Although these genres had started making massive inroads into the pop charts and mainstream music starting in the late 1990s, Princiotti observed in her research that magazine and tabloid covers still largely prioritized white artists.
“While there was a clear relationship between the interest in an artist like Britney Spears’s life and the interest in her music, that feedback loop did not exist for a lot of Black artists,” she writes. “Which meant that hip-hop could dominate popular music while being shut out of the elite celebrity spaces that promote true pop stardom.”
Swift, meanwhile, was an earnest country-pop wunderkind building her fan base one MySpace comment at a time — and even then happened to be a genius at understanding the psychology of fandom and the online habits of her followers.
“I came away with an appreciation of just how early in her career she laid the blueprint of how she would develop her fan base,” Princiotti says. “When it’s all said and done, we will look back at her artistic legacy, yes, as the songwriter of a generation, yes, as the poet laureate of young women.”
“But I do think that the legacy of Taylor Swift is going to start with the communities of people that she brought together within her fan base — and how powerful and sometimes scary and how mobilized that fan community has become, and how she built it to be that way.”
As with Swift, many of the artists in “Hit Girls” remain popular today. Lavigne and Beyoncé are currently on major tours; Clarkson has found success with her daytime talk show; Rihanna is a billionaire business mogul thanks to her brands Fenty Beauty and Savage X Fenty. And Duff, who now has four kids, starred in the TV show “Younger” and, most recently, the short-lived “How I Met Your Father.”

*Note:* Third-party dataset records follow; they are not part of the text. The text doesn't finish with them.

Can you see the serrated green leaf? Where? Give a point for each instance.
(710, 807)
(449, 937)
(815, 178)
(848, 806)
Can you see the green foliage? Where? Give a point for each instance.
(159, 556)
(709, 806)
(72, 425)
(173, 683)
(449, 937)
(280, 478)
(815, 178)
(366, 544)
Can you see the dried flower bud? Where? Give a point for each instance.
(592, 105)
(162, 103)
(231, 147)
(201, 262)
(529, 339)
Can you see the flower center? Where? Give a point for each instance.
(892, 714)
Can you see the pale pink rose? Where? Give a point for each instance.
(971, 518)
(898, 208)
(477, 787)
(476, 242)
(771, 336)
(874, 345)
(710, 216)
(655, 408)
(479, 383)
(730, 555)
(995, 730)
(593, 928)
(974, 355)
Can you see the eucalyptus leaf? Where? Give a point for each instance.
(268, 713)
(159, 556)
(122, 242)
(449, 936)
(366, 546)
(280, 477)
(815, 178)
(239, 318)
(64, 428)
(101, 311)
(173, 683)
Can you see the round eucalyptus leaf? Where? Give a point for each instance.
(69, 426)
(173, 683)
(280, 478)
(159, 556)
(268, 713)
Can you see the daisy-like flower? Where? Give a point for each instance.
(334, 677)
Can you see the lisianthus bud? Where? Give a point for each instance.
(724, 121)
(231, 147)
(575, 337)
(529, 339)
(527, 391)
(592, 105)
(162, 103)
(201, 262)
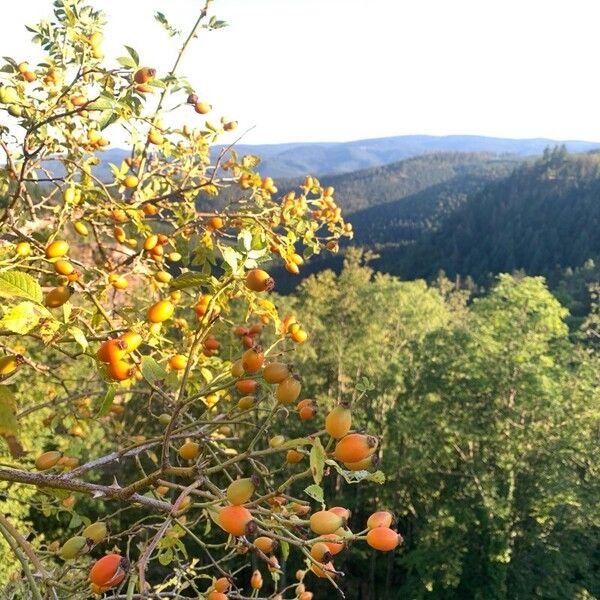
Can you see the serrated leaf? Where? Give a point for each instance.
(250, 161)
(107, 117)
(160, 17)
(207, 374)
(231, 257)
(107, 402)
(151, 370)
(21, 318)
(295, 442)
(245, 239)
(101, 103)
(376, 477)
(127, 62)
(20, 285)
(75, 521)
(356, 476)
(285, 549)
(134, 55)
(48, 329)
(8, 421)
(317, 460)
(315, 492)
(79, 337)
(187, 280)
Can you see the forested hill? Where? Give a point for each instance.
(474, 215)
(300, 159)
(431, 174)
(544, 216)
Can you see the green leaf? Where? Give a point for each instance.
(127, 62)
(8, 421)
(107, 117)
(134, 55)
(296, 442)
(317, 460)
(285, 549)
(107, 402)
(315, 492)
(207, 374)
(101, 103)
(20, 285)
(231, 257)
(356, 476)
(376, 477)
(79, 337)
(21, 318)
(75, 521)
(160, 17)
(187, 280)
(151, 370)
(250, 161)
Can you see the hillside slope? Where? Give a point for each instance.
(297, 160)
(545, 215)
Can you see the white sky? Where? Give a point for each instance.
(334, 70)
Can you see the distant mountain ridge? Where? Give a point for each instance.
(329, 158)
(295, 160)
(475, 215)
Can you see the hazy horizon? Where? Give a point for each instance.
(342, 70)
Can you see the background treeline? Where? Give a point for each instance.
(476, 215)
(488, 409)
(489, 414)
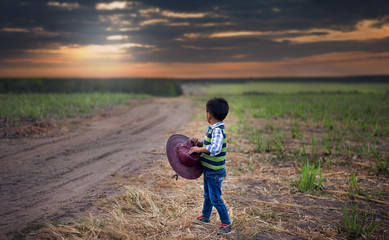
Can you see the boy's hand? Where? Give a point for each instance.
(196, 142)
(193, 150)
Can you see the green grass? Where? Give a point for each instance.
(310, 178)
(282, 88)
(17, 107)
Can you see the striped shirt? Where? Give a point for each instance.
(217, 139)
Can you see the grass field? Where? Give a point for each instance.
(299, 166)
(16, 107)
(31, 114)
(285, 88)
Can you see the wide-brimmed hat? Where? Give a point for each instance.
(184, 164)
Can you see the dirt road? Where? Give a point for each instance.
(58, 178)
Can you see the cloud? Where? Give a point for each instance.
(117, 37)
(194, 32)
(65, 5)
(15, 30)
(172, 14)
(364, 30)
(113, 5)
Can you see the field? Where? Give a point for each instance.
(300, 166)
(19, 113)
(295, 87)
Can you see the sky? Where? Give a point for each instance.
(193, 39)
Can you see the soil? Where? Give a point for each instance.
(58, 178)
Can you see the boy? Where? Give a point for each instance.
(213, 157)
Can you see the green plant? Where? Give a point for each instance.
(296, 130)
(382, 166)
(310, 178)
(354, 225)
(354, 185)
(277, 143)
(302, 150)
(314, 146)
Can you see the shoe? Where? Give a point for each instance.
(224, 228)
(202, 219)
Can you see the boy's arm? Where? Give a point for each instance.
(197, 142)
(216, 143)
(198, 150)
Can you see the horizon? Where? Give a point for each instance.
(193, 40)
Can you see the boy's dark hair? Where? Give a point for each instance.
(218, 107)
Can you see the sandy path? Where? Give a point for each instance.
(57, 178)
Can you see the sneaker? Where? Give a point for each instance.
(224, 228)
(202, 219)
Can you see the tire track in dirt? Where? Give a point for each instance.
(58, 178)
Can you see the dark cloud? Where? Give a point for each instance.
(32, 24)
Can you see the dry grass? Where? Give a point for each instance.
(261, 201)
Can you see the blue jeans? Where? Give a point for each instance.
(212, 194)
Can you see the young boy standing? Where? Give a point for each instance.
(213, 158)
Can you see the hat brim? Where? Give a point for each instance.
(192, 172)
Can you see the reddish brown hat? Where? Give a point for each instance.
(186, 165)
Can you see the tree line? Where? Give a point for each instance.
(156, 87)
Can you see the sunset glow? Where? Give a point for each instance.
(131, 39)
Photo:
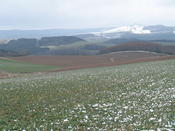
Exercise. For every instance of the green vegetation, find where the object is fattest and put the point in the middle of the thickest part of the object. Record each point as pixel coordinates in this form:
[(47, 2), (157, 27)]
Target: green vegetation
[(129, 97), (22, 67)]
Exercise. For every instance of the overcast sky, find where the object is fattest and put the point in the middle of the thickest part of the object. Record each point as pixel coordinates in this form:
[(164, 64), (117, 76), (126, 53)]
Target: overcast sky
[(31, 14)]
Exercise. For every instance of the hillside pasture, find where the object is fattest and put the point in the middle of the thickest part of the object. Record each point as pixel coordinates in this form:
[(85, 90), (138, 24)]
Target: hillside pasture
[(128, 97)]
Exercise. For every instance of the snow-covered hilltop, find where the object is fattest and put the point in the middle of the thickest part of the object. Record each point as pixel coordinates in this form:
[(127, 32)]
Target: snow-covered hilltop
[(136, 29)]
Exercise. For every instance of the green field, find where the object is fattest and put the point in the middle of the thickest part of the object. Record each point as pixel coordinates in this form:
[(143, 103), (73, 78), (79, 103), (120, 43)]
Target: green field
[(128, 97), (22, 67)]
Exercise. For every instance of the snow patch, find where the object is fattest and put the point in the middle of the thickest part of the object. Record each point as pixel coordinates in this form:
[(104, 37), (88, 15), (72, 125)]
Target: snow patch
[(133, 29)]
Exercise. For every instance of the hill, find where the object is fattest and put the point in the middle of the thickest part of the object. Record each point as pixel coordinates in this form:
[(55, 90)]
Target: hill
[(61, 40), (140, 46), (5, 53)]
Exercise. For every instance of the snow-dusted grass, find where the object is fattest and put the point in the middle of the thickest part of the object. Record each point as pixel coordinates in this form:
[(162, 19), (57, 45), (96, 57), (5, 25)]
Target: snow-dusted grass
[(128, 97)]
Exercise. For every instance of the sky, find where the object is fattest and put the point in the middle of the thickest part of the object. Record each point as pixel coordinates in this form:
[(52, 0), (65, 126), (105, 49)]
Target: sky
[(43, 14)]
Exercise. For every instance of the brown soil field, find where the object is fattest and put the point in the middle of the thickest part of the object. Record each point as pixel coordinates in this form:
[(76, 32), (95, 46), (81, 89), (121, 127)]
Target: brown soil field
[(79, 62)]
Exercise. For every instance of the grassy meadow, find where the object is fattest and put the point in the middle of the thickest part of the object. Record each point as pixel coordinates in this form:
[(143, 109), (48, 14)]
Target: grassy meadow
[(12, 66), (128, 97)]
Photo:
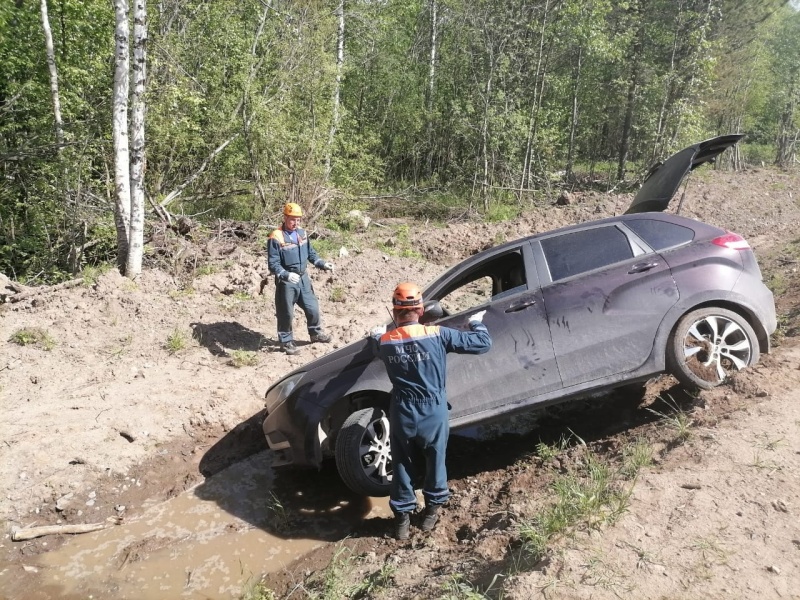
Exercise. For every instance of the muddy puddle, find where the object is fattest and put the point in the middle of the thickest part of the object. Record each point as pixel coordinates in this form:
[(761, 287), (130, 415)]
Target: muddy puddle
[(208, 542)]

Near the end of “Hit Girls,” Princiotti explores the ongoing influence of these artists and this decade — from the current crop of young pop stars led by Olivia Rodrigo and nostalgia festivals like When We Were Young to fashion trends such as dark denim, “going-out” tops and butterfly hair clips.
Princiotti herself maintains a love of pop stars and offers solid theories about why this specific era remains such a fascination: a heady mix of nostalgia, second chances and perspective.
“For people like me who lived through at least some of it, it’s the ability to go back a little bit older and wiser,” she says. “We can take the best of it and then reexamine the worst of it with more open eyes. And there’s something to me that’s very satisfying about that.”